Sin embargo, ninguno de los cazadores regresó, ni volvió tampoco ninguno de los perros que les habían acompañado en la búsqueda. A partir de ese día, nadie volvió a atreverse a penetrar en ese bosque, que permaneció cada vez más silencioso y solitario. No se advertía allí más señal de vida que el vuelo ocasional de un águila o un halcón remontando el vuelo por encima de los árboles.

Y así continuaron las cosas durante muchos años, hasta que cierto día, un cazador al que no conocía nadie, y que venía de otro lugar, se presentó ante el rey, dijo que buscaba trabajo, y se ofreció voluntariamente a entrar en aquel peligroso bosque. No obstante, el rey no quiso darle su autorización.

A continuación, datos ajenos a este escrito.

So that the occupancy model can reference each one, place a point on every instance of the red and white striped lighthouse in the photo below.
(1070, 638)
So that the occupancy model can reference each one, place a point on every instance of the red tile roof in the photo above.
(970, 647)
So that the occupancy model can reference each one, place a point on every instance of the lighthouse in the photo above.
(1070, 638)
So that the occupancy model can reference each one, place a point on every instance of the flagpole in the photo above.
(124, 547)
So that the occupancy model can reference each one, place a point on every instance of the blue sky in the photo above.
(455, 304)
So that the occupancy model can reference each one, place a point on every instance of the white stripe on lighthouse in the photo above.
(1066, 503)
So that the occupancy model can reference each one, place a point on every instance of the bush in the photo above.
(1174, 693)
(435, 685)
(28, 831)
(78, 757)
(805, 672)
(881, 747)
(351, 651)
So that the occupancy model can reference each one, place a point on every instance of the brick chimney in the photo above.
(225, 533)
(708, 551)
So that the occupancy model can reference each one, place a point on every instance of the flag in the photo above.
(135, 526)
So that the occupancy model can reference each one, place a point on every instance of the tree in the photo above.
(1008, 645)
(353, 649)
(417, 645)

—Algo muy misterioso ocurre allí dentro —‌dijo el rey—. Probablemente, todo él haya sido objeto de alguna clase de maleficio. Me parece que tampoco tú tendrás más éxito que todos los anteriores. Si entrases, seguramente acabarías desapareciendo, como les ocurrió a los demás.

Pero el cazador respondió:

—Estoy dispuesto a correr ese riesgo, majestad. No conozco el miedo.

Y, acompañado por su podenco, el cazador partió hacia el bosque. Al cabo de poco tiempo, el perro captó un rastro con su olfato, y empezó a seguirlo. Sin embargo, cuando apenas había correteado un poco se encontró al borde de un profundo lago y no pudo continuar el rastreo.

Entonces, un hombre desnudo asomó medio cuerpo en la superficie del agua, agarró al perro, y se lo llevó consigo hacia las profundidades del lago.

Al ver lo que estaba ocurriendo, el cazador regresó al castillo y pidió que le acompañasen tres hombres cargados de baldes, pues pretendía vaciar de agua todo el lago. Cuando ya estaba casi vacío, vieron a un hombre asilvestrado que estaba tendido en el fondo. Tenía toda la piel de color marrón herrumbroso, como si fuese todo él de hierro, y unas melenas larguísimas que le llegaban hasta las rodillas. Le agarraron y ataron bien atado, y le condujeron al castillo.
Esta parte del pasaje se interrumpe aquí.